Errenteriako Musika Banda volverá a convertir la Herriko Plaza de Errenteria en un gran auditorio al aire libre con motivo del tradicional concierto de San Ignacio, una de las citas más emblemáticas de su calendario anual. La actuación tendrá lugar este viernes, 31 de julio, a las 22.30 horas, y estará dedicada, un año más, a la interpretación de obras de compositores vascos, una seña de identidad de este concierto que acumula más de un siglo de historia.
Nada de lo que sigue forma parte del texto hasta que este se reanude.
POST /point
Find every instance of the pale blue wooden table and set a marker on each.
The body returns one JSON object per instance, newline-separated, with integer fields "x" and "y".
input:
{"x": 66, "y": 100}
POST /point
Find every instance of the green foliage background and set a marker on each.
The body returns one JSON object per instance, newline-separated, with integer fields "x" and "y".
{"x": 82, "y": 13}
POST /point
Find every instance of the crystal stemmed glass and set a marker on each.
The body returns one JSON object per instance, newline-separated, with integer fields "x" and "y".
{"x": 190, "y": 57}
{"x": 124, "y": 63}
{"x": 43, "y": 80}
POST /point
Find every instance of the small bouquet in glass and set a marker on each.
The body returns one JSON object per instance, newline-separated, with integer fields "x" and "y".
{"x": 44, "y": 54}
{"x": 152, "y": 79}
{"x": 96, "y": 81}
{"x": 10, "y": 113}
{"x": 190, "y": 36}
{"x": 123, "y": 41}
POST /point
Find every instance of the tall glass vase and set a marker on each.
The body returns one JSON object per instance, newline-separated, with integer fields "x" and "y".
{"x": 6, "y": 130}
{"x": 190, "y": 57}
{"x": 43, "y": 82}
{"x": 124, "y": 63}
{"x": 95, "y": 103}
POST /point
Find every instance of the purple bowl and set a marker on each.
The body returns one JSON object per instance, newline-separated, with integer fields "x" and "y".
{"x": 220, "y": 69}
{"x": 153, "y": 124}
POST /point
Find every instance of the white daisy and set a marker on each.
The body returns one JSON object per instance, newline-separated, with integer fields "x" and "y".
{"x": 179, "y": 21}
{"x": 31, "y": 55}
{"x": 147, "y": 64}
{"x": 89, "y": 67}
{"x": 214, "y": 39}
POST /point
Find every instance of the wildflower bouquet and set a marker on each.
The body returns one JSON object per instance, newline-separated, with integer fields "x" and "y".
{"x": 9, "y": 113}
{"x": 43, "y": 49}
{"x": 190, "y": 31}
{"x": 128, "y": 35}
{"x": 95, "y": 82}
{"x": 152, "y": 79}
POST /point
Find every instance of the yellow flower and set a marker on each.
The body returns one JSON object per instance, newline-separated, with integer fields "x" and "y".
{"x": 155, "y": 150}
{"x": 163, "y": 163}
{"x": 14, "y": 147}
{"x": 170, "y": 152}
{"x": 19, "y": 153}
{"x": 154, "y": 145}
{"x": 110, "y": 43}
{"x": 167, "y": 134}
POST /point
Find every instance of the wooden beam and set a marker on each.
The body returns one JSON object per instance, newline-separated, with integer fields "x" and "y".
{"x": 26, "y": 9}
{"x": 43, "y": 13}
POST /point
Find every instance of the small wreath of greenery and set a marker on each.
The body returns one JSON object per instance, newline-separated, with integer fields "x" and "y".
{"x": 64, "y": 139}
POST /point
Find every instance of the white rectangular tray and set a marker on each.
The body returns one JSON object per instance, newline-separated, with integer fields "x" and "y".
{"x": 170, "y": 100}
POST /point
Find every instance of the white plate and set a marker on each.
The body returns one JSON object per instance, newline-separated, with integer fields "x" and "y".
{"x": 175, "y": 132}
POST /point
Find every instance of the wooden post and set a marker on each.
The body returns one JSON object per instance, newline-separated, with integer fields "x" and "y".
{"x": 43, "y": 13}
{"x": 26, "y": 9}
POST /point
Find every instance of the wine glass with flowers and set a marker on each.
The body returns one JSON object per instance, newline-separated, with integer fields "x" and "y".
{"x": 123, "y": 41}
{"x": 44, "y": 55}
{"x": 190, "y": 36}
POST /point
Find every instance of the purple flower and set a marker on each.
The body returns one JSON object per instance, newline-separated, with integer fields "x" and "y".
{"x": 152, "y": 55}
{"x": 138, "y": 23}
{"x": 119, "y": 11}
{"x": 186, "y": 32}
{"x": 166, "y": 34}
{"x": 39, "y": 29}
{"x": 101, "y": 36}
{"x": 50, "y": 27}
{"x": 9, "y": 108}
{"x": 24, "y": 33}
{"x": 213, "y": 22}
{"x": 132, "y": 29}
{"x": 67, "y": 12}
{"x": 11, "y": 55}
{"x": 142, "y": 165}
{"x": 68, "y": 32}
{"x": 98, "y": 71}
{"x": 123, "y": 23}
Tras la intensa programación musical desarrollada durante las madalenak, la banda cerrará el mes de julio con una actuación que se ha consolidado como uno de los eventos culturales más esperados del verano en Errenteria. La Herriko Plaza volverá a acoger el concierto en un ambiente singular, con la iluminación centrada en la iglesia de Nuestra Señora de la Asunción y el ayuntamiento, un escenario que, según destacan desde la Asociación de Cultura Musical, realza tanto el patrimonio arquitectónico como la experiencia acústica del recital.
El repertorio
El concierto estará dirigido por Aitor Mitxelena Rubio y ofrecerá un recorrido por algunas de las composiciones más representativas del repertorio bandístico vasco. El programa se abrirá con Donosti Zarra, de Inocencio Gaztelumendi, y continuará con las 10 melodías vascas, de Jesús Guridi, una de las obras más emblemáticas del compositor alavés. La velada incluirá además Lesaka, de José Manuel Yanci Álvarez; Rapsodia vasca, de José María Beobide; y Maite, de Pablo Sorozabal.
Como es tradición, la actuación concluirá con A Igarondo, de Torre Muzkiz, una recopilación de melodías populares vascas, y con la Marcha de San Ignacio, pieza que pone el broche final a esta cita estival.
Desde la banda recuerdan que mantienen su compromiso con la recuperación y difusión del patrimonio musical vasco. En este sentido, desde la Asociación de Cultura Musical subrayan que continúan trabajando en la localización, revisión y arreglo de partituras históricas, así como en su incorporación a los programas de concierto, contribuyendo a preservar y divulgar la obra de numerosos compositores.
Escenario singular
Desde la Asociación de Cultura Musical recuerdan que hace más de tres décadas se decidió trasladar el concierto desde la Alameda de Gamón hasta la Herriko Plaza. El cambio respondió a la necesidad de encontrar un espacio que reuniera mejores condiciones acústicas para un concierto sin amplificación, después de que la desaparición del antiguo quiosco y el incremento de la actividad hostelera en la Alameda dificultaran el desarrollo del recital.
La Herriko Plaza ofrecía, además de una mejor acústica, un entorno más recogido y un escenario natural que, con el paso de los años, se ha convertido en una de las señas de identidad del concierto. Desde entonces, explican los organizadores, las obras de los compositores vascos han encontrado en este espacio el marco idóneo para ser interpretadas y escuchadas.
Más allá de esta cita, Errenteriako Musika Banda ya prepara la segunda parte de la temporada. La programación se reanudará en septiembre con un nuevo proyecto que se estrenará en Atlantikaldia y que reunirá sobre el escenario a la banda y al grupo de folk Bitartean. Posteriormente, en noviembre, ofrecerá el tradicional concierto de Santa Cecilia, mientras que el cierre de la temporada llegará en diciembre con una actuación especial que la formación anunciará próximamente.